When these images appeared on my computer screen, I thought: This is fun, indeed! But my wife just laughed – and said “physicists” with a known undertone and something about “boys and toys” …. I hope this will not stop you from reading further. Later articles will, hopefully, produce more “advanced” hallucinations. But as I said: It all depends on your expectations.

But, lets focus: How did I create the simple “dream” displayed above?

Requirements – a CNN and analysis and visualization tools described in another article series of this blog

I shall use results and methods, which I have already explained in another article series.
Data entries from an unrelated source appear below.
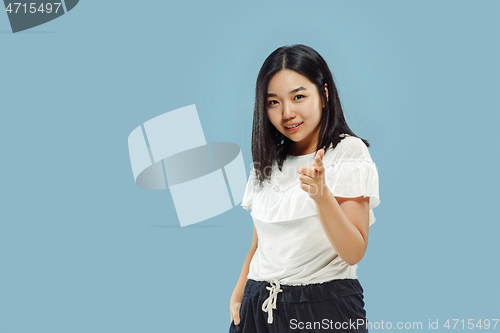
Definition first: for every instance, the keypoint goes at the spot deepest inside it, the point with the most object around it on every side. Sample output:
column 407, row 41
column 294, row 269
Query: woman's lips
column 293, row 129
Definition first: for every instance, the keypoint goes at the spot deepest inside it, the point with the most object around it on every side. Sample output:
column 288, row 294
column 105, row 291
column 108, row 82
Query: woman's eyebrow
column 291, row 92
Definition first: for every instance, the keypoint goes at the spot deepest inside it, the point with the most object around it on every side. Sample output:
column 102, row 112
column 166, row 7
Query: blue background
column 84, row 249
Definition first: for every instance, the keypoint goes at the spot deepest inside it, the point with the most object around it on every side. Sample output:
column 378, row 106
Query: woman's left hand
column 313, row 178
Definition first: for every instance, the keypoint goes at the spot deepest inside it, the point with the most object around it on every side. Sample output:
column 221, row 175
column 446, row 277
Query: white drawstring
column 270, row 303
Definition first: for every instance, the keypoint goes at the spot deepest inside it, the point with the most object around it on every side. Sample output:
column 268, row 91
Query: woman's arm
column 237, row 295
column 345, row 222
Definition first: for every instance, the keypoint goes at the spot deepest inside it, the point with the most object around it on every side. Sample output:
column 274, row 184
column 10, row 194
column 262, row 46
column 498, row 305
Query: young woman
column 311, row 193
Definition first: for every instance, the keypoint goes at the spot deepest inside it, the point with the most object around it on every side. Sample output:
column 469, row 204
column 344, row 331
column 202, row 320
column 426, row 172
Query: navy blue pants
column 333, row 306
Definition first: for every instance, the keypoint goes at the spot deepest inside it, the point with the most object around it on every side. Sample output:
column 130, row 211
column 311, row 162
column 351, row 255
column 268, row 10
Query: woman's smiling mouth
column 294, row 128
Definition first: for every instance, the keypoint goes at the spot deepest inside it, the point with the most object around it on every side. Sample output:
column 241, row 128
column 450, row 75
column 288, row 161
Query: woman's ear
column 326, row 92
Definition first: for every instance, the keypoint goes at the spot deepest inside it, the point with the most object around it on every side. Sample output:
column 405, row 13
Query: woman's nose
column 288, row 111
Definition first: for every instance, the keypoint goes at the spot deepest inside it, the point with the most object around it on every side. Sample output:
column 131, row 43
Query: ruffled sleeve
column 352, row 173
column 247, row 200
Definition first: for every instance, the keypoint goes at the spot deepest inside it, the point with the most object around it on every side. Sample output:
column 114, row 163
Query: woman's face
column 292, row 99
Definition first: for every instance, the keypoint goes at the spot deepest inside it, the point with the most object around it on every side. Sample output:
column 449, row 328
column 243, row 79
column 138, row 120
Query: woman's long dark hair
column 268, row 144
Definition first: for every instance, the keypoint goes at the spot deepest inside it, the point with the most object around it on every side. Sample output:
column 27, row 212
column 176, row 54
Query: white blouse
column 293, row 247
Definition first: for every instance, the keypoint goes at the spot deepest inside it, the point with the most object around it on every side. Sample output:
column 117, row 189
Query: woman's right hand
column 234, row 308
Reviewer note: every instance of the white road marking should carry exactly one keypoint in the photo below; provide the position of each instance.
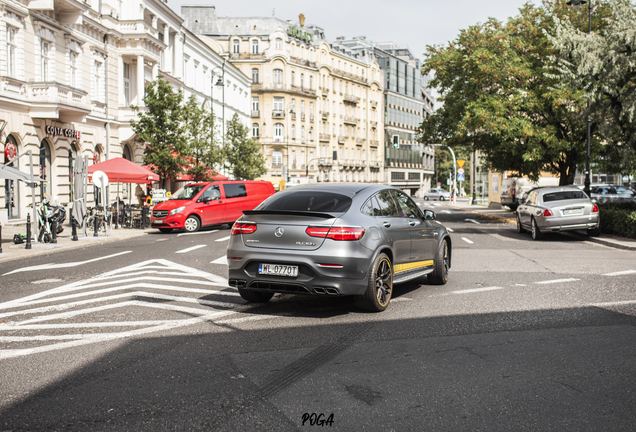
(63, 265)
(198, 233)
(474, 290)
(620, 273)
(220, 260)
(557, 281)
(190, 249)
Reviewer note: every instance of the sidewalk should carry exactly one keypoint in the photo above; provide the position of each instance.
(12, 251)
(509, 217)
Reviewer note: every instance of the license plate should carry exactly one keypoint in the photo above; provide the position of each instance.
(278, 270)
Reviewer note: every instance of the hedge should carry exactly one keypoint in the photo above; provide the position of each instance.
(619, 218)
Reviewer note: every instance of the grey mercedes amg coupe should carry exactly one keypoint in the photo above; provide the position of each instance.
(336, 239)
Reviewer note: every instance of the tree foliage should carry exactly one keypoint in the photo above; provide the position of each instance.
(161, 127)
(603, 65)
(203, 146)
(500, 94)
(242, 156)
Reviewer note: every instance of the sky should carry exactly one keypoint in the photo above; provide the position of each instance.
(412, 23)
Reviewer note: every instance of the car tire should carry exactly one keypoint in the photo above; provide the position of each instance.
(255, 296)
(377, 296)
(520, 228)
(595, 232)
(442, 264)
(192, 224)
(536, 232)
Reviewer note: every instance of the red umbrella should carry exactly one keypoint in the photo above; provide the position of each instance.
(121, 170)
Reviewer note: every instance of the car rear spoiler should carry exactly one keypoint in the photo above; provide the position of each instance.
(291, 213)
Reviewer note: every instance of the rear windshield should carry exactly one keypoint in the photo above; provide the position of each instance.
(564, 195)
(187, 192)
(308, 201)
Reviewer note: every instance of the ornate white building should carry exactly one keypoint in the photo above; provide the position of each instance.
(69, 73)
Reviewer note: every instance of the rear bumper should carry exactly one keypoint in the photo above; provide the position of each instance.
(350, 279)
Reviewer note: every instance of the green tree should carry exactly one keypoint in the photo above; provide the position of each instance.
(500, 94)
(160, 126)
(203, 148)
(242, 156)
(603, 65)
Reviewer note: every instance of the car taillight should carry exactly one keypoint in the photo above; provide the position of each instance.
(243, 228)
(336, 233)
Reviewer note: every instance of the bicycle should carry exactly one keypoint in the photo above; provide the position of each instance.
(103, 218)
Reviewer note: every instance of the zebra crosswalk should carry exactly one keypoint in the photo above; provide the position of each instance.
(86, 311)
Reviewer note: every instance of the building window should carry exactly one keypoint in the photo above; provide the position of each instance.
(72, 63)
(277, 158)
(11, 51)
(279, 103)
(279, 131)
(44, 65)
(126, 84)
(278, 76)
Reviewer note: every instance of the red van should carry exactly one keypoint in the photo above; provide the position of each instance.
(200, 204)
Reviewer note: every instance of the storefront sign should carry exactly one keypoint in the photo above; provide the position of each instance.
(10, 152)
(300, 34)
(69, 133)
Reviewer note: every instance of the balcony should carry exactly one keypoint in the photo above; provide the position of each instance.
(351, 98)
(53, 100)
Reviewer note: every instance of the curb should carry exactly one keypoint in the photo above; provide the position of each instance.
(67, 245)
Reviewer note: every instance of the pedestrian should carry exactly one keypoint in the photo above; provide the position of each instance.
(139, 193)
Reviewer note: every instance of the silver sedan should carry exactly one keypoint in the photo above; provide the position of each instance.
(559, 208)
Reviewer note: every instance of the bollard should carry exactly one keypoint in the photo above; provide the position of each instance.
(54, 231)
(28, 245)
(74, 228)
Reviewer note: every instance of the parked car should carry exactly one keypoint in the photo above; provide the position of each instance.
(336, 239)
(437, 194)
(554, 209)
(201, 204)
(513, 189)
(603, 193)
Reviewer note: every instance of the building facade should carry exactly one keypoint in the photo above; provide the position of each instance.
(408, 164)
(311, 99)
(69, 72)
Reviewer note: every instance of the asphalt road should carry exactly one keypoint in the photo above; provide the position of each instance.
(145, 335)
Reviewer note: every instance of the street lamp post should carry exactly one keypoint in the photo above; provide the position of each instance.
(577, 4)
(220, 84)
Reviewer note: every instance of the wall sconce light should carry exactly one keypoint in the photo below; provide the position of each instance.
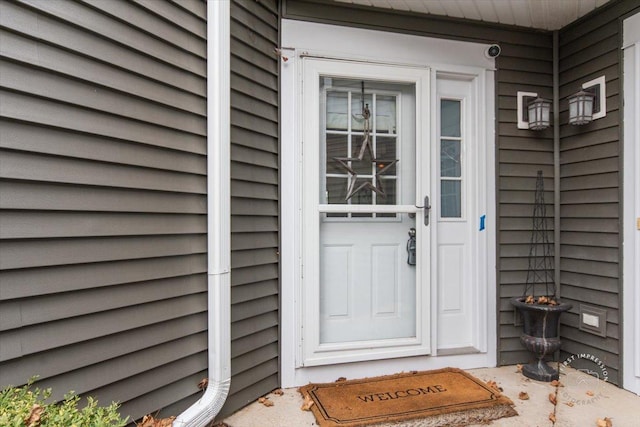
(588, 104)
(539, 113)
(533, 112)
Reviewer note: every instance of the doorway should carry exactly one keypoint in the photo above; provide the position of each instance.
(388, 203)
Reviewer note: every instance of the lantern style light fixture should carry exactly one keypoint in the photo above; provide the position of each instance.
(534, 112)
(581, 107)
(539, 114)
(589, 103)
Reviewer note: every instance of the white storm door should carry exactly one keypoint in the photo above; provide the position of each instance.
(364, 178)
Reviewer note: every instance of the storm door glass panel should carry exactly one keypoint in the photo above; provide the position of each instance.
(450, 159)
(367, 150)
(361, 148)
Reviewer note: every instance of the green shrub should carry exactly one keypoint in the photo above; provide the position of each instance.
(26, 406)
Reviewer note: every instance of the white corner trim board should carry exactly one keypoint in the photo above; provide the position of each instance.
(201, 413)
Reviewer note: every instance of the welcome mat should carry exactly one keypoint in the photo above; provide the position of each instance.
(444, 397)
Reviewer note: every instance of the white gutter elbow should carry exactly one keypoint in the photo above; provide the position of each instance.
(201, 413)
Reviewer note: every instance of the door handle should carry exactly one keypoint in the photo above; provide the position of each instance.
(427, 210)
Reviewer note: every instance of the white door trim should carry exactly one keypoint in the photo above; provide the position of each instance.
(631, 214)
(445, 56)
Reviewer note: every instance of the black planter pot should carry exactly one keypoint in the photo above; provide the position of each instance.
(540, 336)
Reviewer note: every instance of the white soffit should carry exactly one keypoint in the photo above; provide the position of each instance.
(540, 14)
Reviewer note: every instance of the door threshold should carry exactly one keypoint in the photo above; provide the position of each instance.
(456, 351)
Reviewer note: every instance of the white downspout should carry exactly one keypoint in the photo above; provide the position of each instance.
(201, 413)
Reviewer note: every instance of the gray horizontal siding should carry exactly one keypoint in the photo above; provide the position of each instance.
(590, 210)
(255, 318)
(103, 207)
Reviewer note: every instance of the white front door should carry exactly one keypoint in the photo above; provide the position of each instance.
(631, 272)
(375, 127)
(366, 240)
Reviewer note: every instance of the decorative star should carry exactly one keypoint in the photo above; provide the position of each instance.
(381, 165)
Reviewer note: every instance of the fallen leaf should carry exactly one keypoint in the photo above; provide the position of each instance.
(165, 422)
(494, 385)
(265, 401)
(308, 403)
(151, 421)
(34, 416)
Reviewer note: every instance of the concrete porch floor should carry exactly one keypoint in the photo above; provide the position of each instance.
(581, 402)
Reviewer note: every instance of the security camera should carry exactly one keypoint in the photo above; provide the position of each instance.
(493, 51)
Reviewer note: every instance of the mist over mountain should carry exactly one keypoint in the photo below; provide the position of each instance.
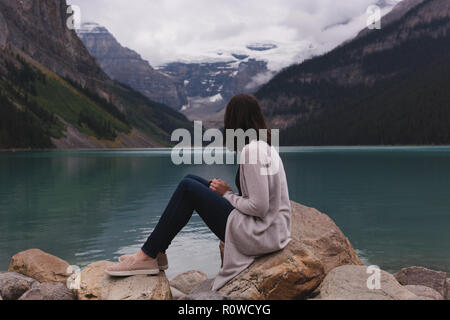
(53, 93)
(387, 86)
(127, 66)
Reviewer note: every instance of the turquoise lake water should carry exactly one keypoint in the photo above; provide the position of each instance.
(83, 206)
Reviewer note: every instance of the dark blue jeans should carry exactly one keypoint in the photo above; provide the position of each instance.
(192, 194)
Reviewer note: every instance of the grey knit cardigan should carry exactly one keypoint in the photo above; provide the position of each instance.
(261, 221)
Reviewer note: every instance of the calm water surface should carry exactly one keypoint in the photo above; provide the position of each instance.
(84, 206)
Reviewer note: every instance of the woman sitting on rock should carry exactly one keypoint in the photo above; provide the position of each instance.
(252, 223)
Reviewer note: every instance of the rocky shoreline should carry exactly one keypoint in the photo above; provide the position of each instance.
(320, 263)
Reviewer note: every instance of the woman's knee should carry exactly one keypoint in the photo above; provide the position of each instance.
(186, 183)
(191, 176)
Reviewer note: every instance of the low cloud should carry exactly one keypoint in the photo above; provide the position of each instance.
(168, 30)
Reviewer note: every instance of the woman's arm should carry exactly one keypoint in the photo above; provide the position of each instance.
(257, 202)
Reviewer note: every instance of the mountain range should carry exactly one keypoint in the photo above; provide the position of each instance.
(65, 89)
(198, 89)
(385, 87)
(53, 93)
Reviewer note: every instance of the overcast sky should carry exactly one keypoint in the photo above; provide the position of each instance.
(168, 30)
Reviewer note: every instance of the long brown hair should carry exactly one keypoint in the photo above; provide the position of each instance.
(244, 112)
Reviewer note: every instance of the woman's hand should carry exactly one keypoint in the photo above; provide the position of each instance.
(219, 186)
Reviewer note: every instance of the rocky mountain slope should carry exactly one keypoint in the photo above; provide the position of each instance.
(54, 94)
(389, 86)
(210, 85)
(127, 66)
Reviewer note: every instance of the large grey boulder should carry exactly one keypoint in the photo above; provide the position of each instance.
(425, 293)
(317, 247)
(96, 285)
(351, 283)
(423, 277)
(203, 292)
(14, 285)
(40, 265)
(48, 291)
(187, 281)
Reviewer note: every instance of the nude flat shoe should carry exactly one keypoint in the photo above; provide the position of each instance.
(132, 267)
(163, 262)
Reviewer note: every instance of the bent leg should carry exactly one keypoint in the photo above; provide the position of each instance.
(191, 194)
(199, 179)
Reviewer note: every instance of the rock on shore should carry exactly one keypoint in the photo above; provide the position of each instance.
(96, 285)
(184, 283)
(425, 293)
(350, 283)
(14, 285)
(48, 291)
(41, 266)
(436, 280)
(317, 247)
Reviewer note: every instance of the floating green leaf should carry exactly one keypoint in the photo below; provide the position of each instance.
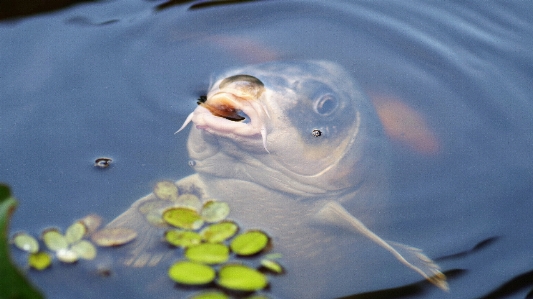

You need a basic understanding of how a CNN works, what convolutional layers, kernel based filters and cost functions are, how we can build simple CNNs with the help of Keras, … – otherwise you will be lost from the beginning.
A simple CNN for the MNIST datasets – I – CNN basics
We also need a CNN, already trained on the MNIST data. I have shown how to build and train a very simple, yet suitable CNN with the help of Keras and Python; see e.g.:
A simple CNN for the MNIST datasets – II – building the CNN with Keras and a first test
A simple CNN for the MNIST dataset – III – inclusion of a learning-rate scheduler, momentum and a L2-regularizer
In addition we need some
code to create input image patterns which trigger response maps or full layers of a CNN optimally. I called such pixel patterns “OIPs”; others call them “features”. I have offered a Python class in the other article series which offers an optimization loop and other methods to work on OIPs and filter visualization.
A simple CNN for the MNIST dataset – XI – Python code for filter visualization and OIP detection

We shall extend this class by further methods throughout our forthcoming work. To develop and run the codes you should have a working Jupyter environment, a virtual Python environment, an IDE like Eclipse with PyDev for building larger code segments and a working Cuda installation for a NVidia graphics card. My 960GTX proved to be fully sufficient for what we are going to do.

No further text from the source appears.